In the Age of Facebook, the First Amendment Is More Important Than Ever

This article is part of a series focusing on Lens of Liberty, a project of the Vernon K. Krieble Foundation.

The First Amendment is under attack. Of course, that shouldn’t come as a surprise to you as a reader of The National Pulse, where we cover these malicious assaults on our freedom on a daily basis. Whether it’s an attempt by social media networks to label right-leaning stories as “fake news,” or an effort to block conservative speakers like Ben Shapiro on a college campus, the anti-First Amendment zealots are always at work.

In a recent Liberty Minute titled “That Seditious YouTube,” Helen Krieble addresses this 200-year-old problem that is still rearing its ugly head:

A congressman named Matthew Lyon was indicted for writing a letter to the editor criticizing the president. He was put on trial, fined $1,000, and sentenced to four months in jail. That was in 1800, and the law under which he was prosecuted was quickly repealed when Americans realized what a threat it was to their constitutional rights. But that didn’t settle it forever.

In 2015, the Federal Communications Commission held public hearings to discuss how to regulate online political speech on websites like YouTube and blogs like the Drudge Report. We need to look through the lens of liberty and realize that our freedom is as insecure today as ever, and it is still the duty of all citizens to defend it.

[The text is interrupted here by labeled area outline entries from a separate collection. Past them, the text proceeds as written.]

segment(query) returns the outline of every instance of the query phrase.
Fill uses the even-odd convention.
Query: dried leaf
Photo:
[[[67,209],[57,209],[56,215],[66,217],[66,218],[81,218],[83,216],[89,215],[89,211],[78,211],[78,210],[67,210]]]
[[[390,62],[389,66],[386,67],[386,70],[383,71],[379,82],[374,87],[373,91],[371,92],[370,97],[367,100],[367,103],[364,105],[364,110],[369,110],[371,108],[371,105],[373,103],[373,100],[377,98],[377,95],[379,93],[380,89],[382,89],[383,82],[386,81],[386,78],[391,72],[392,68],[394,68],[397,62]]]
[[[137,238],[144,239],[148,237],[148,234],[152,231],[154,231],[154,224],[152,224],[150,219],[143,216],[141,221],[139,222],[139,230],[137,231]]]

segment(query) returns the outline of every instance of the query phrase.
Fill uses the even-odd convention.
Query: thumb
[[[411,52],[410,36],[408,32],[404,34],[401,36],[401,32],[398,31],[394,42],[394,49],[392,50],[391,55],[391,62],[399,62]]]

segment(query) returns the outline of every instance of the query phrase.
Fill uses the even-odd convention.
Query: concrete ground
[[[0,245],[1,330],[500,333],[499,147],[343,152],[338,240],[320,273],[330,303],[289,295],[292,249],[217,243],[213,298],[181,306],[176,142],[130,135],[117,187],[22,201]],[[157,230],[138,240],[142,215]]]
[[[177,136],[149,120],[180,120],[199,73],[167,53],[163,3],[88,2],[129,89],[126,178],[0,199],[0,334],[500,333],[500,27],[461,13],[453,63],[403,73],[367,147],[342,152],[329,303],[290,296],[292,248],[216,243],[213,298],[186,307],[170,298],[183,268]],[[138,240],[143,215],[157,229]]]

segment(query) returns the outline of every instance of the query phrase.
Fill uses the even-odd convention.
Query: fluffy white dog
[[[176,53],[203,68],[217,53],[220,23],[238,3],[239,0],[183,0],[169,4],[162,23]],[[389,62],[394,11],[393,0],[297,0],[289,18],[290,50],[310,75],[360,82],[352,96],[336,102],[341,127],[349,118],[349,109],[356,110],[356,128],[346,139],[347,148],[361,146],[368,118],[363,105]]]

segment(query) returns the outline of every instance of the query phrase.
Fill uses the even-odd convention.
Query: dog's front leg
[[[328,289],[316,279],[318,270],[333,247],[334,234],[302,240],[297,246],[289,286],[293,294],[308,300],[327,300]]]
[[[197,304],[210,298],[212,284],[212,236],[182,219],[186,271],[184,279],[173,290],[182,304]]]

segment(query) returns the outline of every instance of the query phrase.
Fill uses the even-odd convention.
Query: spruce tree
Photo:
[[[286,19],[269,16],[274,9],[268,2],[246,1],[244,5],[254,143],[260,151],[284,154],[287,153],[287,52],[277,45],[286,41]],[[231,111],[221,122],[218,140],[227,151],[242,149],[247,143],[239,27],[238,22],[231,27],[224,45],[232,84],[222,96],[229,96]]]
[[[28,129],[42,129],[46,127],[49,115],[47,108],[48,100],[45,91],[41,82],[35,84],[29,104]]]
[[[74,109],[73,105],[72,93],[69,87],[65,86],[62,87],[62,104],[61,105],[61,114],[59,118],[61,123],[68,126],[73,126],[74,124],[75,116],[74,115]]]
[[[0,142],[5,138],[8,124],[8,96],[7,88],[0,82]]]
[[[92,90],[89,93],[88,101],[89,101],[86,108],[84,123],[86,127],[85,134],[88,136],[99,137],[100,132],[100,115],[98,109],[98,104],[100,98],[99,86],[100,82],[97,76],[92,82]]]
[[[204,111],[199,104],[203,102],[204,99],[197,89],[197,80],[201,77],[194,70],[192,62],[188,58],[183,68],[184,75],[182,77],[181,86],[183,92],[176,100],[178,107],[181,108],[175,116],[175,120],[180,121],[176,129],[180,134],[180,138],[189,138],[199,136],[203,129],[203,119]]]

For many, including myself, social media can be an outlet for honest political discourse. However, when the government wants to step in a regulate that type of speech, they are seriously challenging our First Amendment rights.

All too often, the government’s solution to any issue that arises is to issue regulation after regulation to hamper our rights. They work very hard to find problems and claim to be the only ones that can solve it. When their “solutions” create more problems — as they almost always do — they then argue for more power and authority, and even more problems are created that need to be “solved.”

The cycle continues until the people rise up and stop it.

While some would argue that the Founders never envisioned the internet when they wrote the Bill of Rights, the Founders didn’t need to. The principles and rights that they enshrined in the Constitution are timeless and should be applied in the same spirit to all new inventions and innovations.

Thomas Jefferson famously said that “The price of liberty is eternal vigilance.” And that applies more than ever today.

Our rights are God-given and unalienable — no tyrant or FEC bureaucrat can take them away from us.